Pete, welcome to The Sunday Daily.

**Pete Wells** (3:35)
Thank you.

**Michael Barbaro** (3:37)
I just have to say that this single raisin routine, this exercise you put us through, it feels very far from the relationship with food that defined the last decade of your life and your career as the restaurant critic for the Times. And it seems like you're changed.

**Pete Wells** (3:59)
Well, I used to eat a lot more than one raisin.
And I didn't think particularly about whether I wanted that raisin or needed that raisin or whether that raisin was going to fill me up. I used to ignore a lot of messages that I was getting from my body. And those messages might have told me to slow down, might have told me to eat less, but I couldn't afford to listen to them. And if I had continued that way, it would have been a disaster for me. I was in so much trouble from basically pretending that I could eat and eat and eat with no consequence.
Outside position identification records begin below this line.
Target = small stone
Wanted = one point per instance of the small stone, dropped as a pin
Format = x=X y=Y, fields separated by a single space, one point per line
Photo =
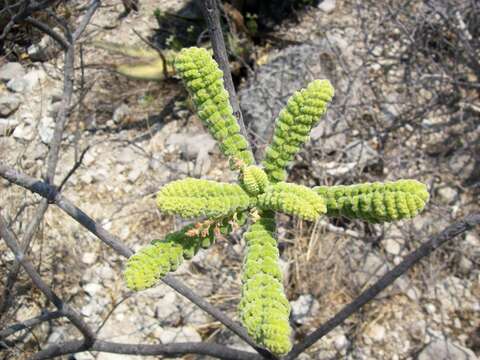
x=373 y=267
x=92 y=288
x=57 y=336
x=167 y=311
x=327 y=6
x=392 y=246
x=24 y=132
x=121 y=113
x=46 y=128
x=9 y=103
x=361 y=153
x=43 y=50
x=340 y=342
x=443 y=349
x=191 y=145
x=24 y=83
x=89 y=258
x=7 y=126
x=376 y=332
x=11 y=70
x=193 y=315
x=430 y=308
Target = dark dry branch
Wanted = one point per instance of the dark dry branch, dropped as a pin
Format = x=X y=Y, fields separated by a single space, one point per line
x=64 y=308
x=53 y=196
x=60 y=122
x=30 y=323
x=172 y=350
x=212 y=17
x=386 y=280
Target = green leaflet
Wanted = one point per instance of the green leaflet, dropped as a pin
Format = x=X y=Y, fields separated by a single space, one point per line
x=254 y=180
x=264 y=308
x=194 y=197
x=204 y=81
x=293 y=126
x=293 y=199
x=375 y=202
x=147 y=266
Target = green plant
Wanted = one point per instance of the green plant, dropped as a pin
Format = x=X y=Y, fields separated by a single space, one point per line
x=260 y=192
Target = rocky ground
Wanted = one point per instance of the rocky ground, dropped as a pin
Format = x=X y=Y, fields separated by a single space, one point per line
x=136 y=143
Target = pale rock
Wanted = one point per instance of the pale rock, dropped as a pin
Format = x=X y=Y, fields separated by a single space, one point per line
x=392 y=246
x=127 y=156
x=46 y=128
x=372 y=268
x=58 y=335
x=376 y=332
x=168 y=335
x=9 y=103
x=25 y=83
x=7 y=125
x=121 y=113
x=413 y=293
x=332 y=168
x=193 y=315
x=89 y=258
x=84 y=356
x=43 y=50
x=444 y=349
x=340 y=342
x=92 y=288
x=167 y=311
x=203 y=164
x=88 y=310
x=472 y=239
x=24 y=132
x=465 y=265
x=303 y=308
x=112 y=356
x=11 y=70
x=360 y=153
x=191 y=145
x=303 y=356
x=448 y=194
x=327 y=6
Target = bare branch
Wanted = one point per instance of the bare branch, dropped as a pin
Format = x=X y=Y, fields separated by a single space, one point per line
x=386 y=280
x=173 y=350
x=30 y=323
x=50 y=193
x=64 y=308
x=212 y=16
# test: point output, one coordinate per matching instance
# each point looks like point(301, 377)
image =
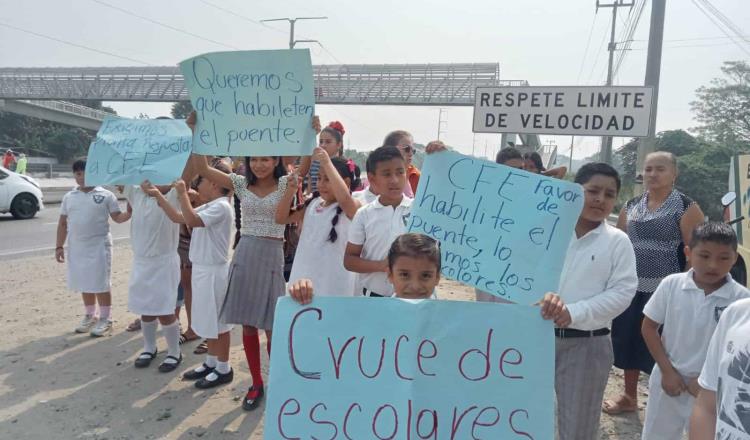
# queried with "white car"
point(19, 194)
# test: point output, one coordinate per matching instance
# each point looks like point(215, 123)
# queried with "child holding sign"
point(598, 282)
point(413, 268)
point(327, 217)
point(377, 224)
point(211, 225)
point(152, 289)
point(256, 275)
point(84, 222)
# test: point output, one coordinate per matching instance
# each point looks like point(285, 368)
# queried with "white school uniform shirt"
point(689, 317)
point(598, 280)
point(726, 371)
point(209, 245)
point(317, 258)
point(88, 215)
point(374, 227)
point(152, 233)
point(365, 196)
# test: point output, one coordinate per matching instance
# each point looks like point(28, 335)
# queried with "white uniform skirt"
point(209, 284)
point(153, 285)
point(90, 266)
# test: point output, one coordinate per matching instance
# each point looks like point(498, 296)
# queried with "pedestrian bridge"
point(41, 91)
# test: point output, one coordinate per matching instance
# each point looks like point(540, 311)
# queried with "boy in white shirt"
point(377, 224)
point(687, 306)
point(155, 274)
point(722, 408)
point(209, 253)
point(598, 282)
point(84, 222)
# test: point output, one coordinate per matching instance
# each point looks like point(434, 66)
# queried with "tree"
point(181, 110)
point(723, 108)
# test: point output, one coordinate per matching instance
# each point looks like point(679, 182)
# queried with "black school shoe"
point(249, 404)
point(168, 367)
point(144, 359)
point(195, 375)
point(221, 379)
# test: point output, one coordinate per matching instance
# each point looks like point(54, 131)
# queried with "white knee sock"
point(172, 335)
point(149, 335)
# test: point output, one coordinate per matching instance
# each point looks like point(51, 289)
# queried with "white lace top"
point(258, 213)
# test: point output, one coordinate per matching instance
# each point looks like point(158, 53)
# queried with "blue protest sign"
point(502, 230)
point(367, 368)
point(252, 103)
point(129, 151)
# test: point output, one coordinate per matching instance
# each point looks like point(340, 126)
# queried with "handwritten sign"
point(502, 230)
point(129, 151)
point(437, 370)
point(583, 111)
point(252, 103)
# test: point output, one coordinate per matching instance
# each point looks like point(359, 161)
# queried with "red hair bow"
point(338, 126)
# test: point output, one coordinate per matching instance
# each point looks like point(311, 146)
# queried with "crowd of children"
point(354, 241)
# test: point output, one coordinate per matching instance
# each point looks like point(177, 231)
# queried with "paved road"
point(19, 238)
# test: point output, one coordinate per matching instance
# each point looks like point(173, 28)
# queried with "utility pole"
point(606, 149)
point(292, 21)
point(570, 160)
point(441, 121)
point(653, 72)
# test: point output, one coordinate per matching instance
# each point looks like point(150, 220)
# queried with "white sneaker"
point(103, 327)
point(87, 322)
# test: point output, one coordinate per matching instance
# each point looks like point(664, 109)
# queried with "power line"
point(243, 17)
point(585, 52)
point(168, 26)
point(718, 25)
point(689, 39)
point(70, 43)
point(724, 19)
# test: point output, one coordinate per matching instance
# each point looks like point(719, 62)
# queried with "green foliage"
point(723, 108)
point(38, 136)
point(181, 110)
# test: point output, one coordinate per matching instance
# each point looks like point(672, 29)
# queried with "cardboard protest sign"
point(431, 370)
point(129, 151)
point(502, 230)
point(580, 111)
point(252, 103)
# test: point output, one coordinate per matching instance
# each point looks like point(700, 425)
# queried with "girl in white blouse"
point(325, 226)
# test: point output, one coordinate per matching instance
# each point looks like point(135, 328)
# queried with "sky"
point(544, 42)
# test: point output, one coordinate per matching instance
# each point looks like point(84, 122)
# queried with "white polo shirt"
point(598, 280)
point(689, 317)
point(725, 371)
point(365, 196)
point(88, 214)
point(152, 233)
point(374, 227)
point(210, 244)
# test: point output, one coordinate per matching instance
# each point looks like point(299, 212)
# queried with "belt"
point(366, 292)
point(573, 333)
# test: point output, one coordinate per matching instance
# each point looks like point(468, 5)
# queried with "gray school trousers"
point(582, 368)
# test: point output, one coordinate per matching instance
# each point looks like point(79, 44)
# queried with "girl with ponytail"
point(331, 139)
point(325, 219)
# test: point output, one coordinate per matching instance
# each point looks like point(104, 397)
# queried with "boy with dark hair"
point(598, 282)
point(84, 222)
point(377, 224)
point(687, 307)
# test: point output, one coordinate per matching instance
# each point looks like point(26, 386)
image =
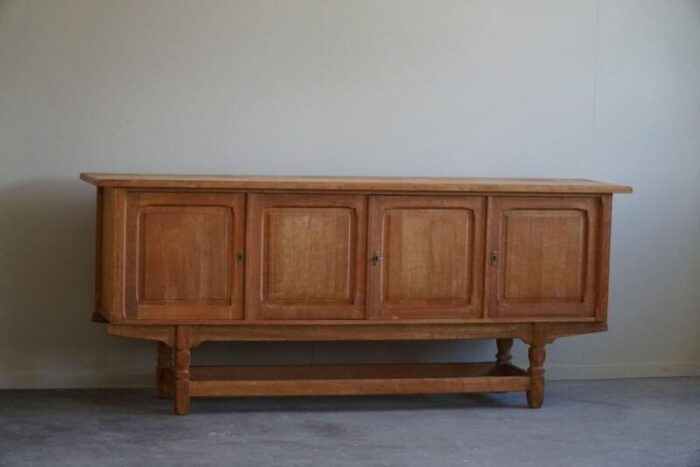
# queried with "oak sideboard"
point(182, 260)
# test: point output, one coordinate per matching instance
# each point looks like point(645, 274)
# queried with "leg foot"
point(504, 346)
point(164, 371)
point(182, 370)
point(535, 395)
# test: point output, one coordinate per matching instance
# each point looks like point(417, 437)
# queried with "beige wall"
point(580, 88)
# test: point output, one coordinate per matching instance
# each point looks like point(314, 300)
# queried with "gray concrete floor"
point(642, 422)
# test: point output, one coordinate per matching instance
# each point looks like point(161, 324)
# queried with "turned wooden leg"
point(535, 395)
point(504, 346)
point(164, 371)
point(182, 370)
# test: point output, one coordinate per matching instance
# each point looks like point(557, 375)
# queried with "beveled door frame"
point(593, 207)
point(377, 207)
point(134, 202)
point(255, 307)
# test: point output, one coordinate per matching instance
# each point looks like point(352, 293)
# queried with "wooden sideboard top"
point(417, 184)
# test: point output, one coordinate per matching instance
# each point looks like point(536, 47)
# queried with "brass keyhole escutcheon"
point(493, 258)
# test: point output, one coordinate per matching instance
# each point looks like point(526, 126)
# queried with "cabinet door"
point(543, 254)
point(426, 256)
point(181, 255)
point(306, 256)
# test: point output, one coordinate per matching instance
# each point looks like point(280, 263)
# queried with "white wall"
point(607, 90)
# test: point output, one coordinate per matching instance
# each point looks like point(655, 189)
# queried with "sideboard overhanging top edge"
point(377, 184)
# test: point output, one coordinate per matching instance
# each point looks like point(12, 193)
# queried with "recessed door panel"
point(426, 256)
point(181, 256)
point(306, 256)
point(544, 254)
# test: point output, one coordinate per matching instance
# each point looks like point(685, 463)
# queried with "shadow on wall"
point(46, 300)
point(45, 271)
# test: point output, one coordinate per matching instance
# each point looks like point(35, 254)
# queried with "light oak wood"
point(187, 260)
point(428, 256)
point(181, 255)
point(181, 372)
point(356, 379)
point(164, 371)
point(371, 184)
point(306, 257)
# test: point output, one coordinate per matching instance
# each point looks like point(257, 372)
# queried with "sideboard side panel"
point(601, 311)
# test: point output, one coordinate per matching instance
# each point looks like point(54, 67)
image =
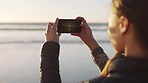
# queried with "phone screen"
point(69, 26)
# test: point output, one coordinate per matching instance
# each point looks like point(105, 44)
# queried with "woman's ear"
point(124, 25)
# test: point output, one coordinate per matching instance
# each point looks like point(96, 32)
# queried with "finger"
point(75, 34)
point(50, 25)
point(55, 24)
point(82, 19)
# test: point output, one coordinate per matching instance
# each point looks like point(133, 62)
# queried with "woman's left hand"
point(51, 32)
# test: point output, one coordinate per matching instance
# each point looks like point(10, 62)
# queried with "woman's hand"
point(86, 35)
point(51, 32)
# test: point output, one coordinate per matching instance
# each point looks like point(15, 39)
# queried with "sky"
point(49, 10)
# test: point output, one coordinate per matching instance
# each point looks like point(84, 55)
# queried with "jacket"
point(121, 70)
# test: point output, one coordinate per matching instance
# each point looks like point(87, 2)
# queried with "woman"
point(128, 32)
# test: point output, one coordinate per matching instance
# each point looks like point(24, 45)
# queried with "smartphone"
point(69, 26)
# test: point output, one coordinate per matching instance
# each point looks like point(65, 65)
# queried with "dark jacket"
point(122, 69)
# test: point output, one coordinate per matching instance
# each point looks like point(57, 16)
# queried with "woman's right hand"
point(86, 35)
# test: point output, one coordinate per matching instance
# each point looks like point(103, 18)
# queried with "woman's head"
point(128, 15)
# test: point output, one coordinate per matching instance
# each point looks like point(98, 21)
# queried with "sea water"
point(20, 45)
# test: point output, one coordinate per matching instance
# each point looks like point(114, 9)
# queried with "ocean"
point(20, 45)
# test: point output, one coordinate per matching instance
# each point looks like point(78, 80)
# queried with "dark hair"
point(137, 13)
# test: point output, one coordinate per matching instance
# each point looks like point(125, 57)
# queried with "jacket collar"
point(128, 68)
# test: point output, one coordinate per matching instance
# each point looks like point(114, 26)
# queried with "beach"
point(20, 47)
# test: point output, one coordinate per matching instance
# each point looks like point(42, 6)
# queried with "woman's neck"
point(134, 49)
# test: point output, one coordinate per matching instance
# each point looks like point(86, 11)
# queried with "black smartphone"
point(69, 26)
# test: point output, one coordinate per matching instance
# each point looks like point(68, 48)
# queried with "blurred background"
point(22, 27)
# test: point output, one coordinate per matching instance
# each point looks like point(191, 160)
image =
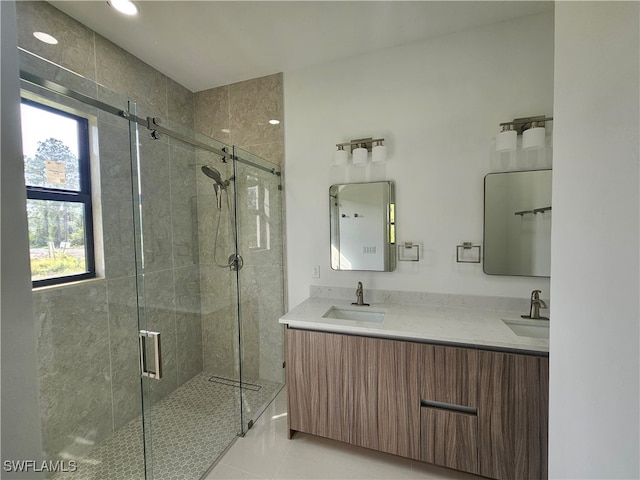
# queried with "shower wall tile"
point(250, 323)
point(120, 71)
point(184, 206)
point(75, 48)
point(179, 104)
point(266, 298)
point(189, 349)
point(211, 112)
point(88, 346)
point(116, 200)
point(252, 104)
point(73, 358)
point(217, 288)
point(125, 370)
point(188, 322)
point(156, 204)
point(272, 151)
point(220, 342)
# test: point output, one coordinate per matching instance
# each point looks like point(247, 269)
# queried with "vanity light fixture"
point(532, 131)
point(360, 149)
point(360, 154)
point(341, 157)
point(127, 7)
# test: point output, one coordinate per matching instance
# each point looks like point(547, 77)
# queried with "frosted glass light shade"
point(506, 141)
point(341, 157)
point(360, 156)
point(379, 154)
point(533, 138)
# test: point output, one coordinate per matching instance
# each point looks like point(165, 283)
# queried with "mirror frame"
point(389, 229)
point(530, 210)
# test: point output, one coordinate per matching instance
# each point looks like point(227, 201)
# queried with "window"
point(57, 175)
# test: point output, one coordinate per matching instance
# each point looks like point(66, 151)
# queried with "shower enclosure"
point(153, 368)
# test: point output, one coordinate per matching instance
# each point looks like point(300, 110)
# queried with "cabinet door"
point(449, 439)
point(384, 398)
point(317, 383)
point(449, 396)
point(513, 415)
point(449, 375)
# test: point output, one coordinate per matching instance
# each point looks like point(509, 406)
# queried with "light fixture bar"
point(364, 142)
point(522, 124)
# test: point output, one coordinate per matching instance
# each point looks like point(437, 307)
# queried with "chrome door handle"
point(156, 373)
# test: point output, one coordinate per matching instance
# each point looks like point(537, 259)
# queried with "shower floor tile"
point(190, 429)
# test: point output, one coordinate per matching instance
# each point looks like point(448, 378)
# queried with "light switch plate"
point(315, 271)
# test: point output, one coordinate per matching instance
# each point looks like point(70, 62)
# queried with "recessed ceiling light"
point(46, 38)
point(124, 6)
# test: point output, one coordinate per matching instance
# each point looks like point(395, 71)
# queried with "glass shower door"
point(260, 281)
point(186, 298)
**Michael Barbaro** (4:48)
So that's really what I wanted you to come here and talk about. Those consequences and what you have done to address them. So I wonder if you could go back to the beginning of all of this. How did this start for you?

**Pete Wells** (5:07)
Well, on New Year's Day, 2024, I was sitting in a sauna with a doctor. I was at a party. The doctor was at the party and the host of the party has a sauna in the back of his house. So I was sitting there in my bathing suit, chatting with this guy about how the health industry is changing and how journalism is changing. And I thought we were having a perfectly pleasant conversation and I had charmed him.